Officials are carefully analyzing the real measurement data and extracting scenarios from both normal and challenging driving situations, he said. Then the data is being ported to the simulation environment with the infrastructure so it can be analyzed step by step, he said. That way, "we can really ensure all the situations which occur on real roads have been taken into account in our development process."

The combination of the test data and the knowledge BMW officials have gained from real test drives has been important for showing them different situations that autonomous vehicles would have to handle, Klanner said.

JAL explores AI in airports with Accenture

Checking in for a flight at the airport can be a stressful proposition, and Japan Airlines (JAL) wanted to make the process more efficient as part of the move toward so-called smart airports.

Working with IT professional services firm Accenture, in March the airline conducted a short pilot of AI-based self-service check-in kiosks as well as self-service baggage drop areas at Japan's Narita and Haneda airports.

The service used voice recognition technology and other AI applications to identify and interpret statements the counter check-in agents make. The system then retrieves data from JAL's database or website and proactively answers passenger queries, according to a spokesperson from the airport operations planning department at JAL.

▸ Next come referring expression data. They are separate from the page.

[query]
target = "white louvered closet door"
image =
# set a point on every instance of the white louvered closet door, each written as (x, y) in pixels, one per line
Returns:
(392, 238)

"For passengers, the service is designed to speed up the check-in process and also make the time they spend at the airport less stressful," the spokesperson said in a statement. "This supports the airline's goal to create new [benefits] for customers and remain one step ahead of its competitors."

Accenture developed the service with JAL through a design-thinking workshop as well as the proof of concept for the real check-in counter at the airport, said Gakuse Hoshina, managing director of digital for Accenture Japan. Accenture officials used three AI technologies -- search to text, natural language understanding and intelligent search -- to develop the features, Hoshina said.

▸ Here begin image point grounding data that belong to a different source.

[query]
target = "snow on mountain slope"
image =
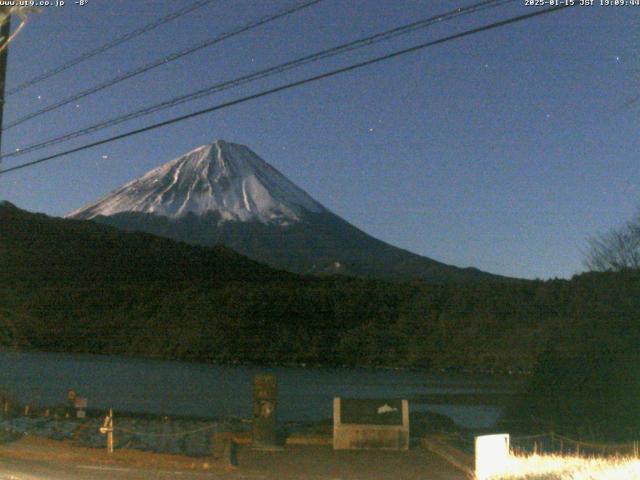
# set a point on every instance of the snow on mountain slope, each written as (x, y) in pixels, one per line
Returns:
(223, 177)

Like BMW, Accenture and JAL opted for an Agile development process with check-in counter agents providing input. "It naturally makes the project members more actively engaged in the project and things move forward much faster," he said.

Airports are noisy environments, making it challenging to collect voice data. In the early stage of the project, officials had planned to use an AI smart speaker with beamforming functionality, which is technology used to collect sound in a small, specified area, Hoshina explained.

"However, through the pilot at the airport, it was realized that the ground staff moved so much that they were easily out of beamforming area," Hoshina said. "So we have changed the device to the headset and implemented some pre-processing in the AI Hub Platform before giving the speech data to the speech-to-text AI to reduce the noise."

Another challenge that officials encountered "was with the actual use of the AI system via our airport staff," the airline spokesperson said. "As it was difficult to predict how each staff would proactively use the system, there were some difficulties in accumulating accurate results on the system."

At the same time, the spokesperson added, "the tool proved to be useful in creating an interactive environment with the customers and our agents were able to pull up information on the web quickly to the customers."

The pilot ended at the end of March and JAL has not decided whether there will be a full implementation of the service, the spokesperson said.

"First, the company will need to educate [users] and understand what is required by the airport staff and provide training to proactively utilize the system," the spokesperson said.